佐藤隆介著『鬼平先生流 旅の拘り、男の心得』より
              講談社 2000年2月26日 発行
 子供の頃から風呂は長湯で、一度入ったらまず一時間は出て来ない。 ことに温泉ではそうなる。 長いつき合いでいまや親戚同然になっている唐津の旅館「洋々閣」などは、私が風呂へ入ったと知ると女将がこっそり様子を確かめに来る。 ここは温泉ではないが麦飯石とかいうものの効用で湯の肌ざわりよろしく、明るくて清潔な大風呂は温泉なみの気分だから、ついつい長風呂になる。 あまり長いので女将が心配して見に来るのである。

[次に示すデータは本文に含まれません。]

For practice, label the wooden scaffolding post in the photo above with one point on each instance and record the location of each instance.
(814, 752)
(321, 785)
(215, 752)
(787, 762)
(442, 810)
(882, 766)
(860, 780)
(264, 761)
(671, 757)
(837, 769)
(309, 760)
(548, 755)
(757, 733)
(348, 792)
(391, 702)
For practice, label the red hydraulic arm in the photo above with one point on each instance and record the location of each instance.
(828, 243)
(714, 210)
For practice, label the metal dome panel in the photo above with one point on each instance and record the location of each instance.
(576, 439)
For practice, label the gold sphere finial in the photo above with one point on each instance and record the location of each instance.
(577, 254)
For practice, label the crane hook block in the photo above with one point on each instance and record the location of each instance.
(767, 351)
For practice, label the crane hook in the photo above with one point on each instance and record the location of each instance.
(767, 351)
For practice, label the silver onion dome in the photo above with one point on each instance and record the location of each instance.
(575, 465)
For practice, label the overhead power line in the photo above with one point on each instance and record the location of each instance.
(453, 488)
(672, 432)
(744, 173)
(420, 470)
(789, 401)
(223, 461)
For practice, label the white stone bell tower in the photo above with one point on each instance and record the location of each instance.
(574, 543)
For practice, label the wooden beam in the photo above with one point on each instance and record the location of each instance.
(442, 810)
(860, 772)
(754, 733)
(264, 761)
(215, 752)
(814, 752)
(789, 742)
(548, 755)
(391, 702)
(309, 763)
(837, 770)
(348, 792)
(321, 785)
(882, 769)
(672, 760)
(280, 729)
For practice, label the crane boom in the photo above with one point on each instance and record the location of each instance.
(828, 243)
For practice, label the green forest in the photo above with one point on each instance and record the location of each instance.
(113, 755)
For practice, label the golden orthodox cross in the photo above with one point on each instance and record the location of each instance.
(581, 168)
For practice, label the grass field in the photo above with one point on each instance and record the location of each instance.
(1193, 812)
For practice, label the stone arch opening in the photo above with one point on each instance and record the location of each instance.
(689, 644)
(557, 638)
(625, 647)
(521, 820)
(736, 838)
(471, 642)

 一時間も風呂で何をしているのかといえば、何をしているのでもない。 ただぼんやりしている。 身体が冷えてきたら湯槽(ゆぶね)に入る。 温まったら上がって、窓から外を見ている。 窓が開けられる場合は全部開け放ってしまい、ほてった身体に風を浴びている。 これは真冬でもそうだ。 それだけのことが何ともいえず心地よい。
  



佐藤隆介
1936年東京生まれ。 東京大学卒業後、広告代理店のコピ-ライターを経て、故池波正太郎の書生をつとめる。 現在、亡師ゆずりの粋と洗練を伝える数少ない文筆家として、広告や雑誌で活躍。 食と酒、焼き物に造詣が深い。 編著に「梅安料理ごよみ」(講談社文庫)、
著書に「うまいもの職人帖」(文芸春秋)、「鬼平先生流 男の作法、大人の嗜み」(講談社)等がある。
 

*女将が男湯をのぞくのは、特別限定サービスです。(無料)
対象は、一人でお風呂に入られる80歳以上のかた、または5歳以下のかた。
および、制止を振り切って千鳥足で入られる酔っ払い様。入られて15分以上物音がしないと、のぞきます。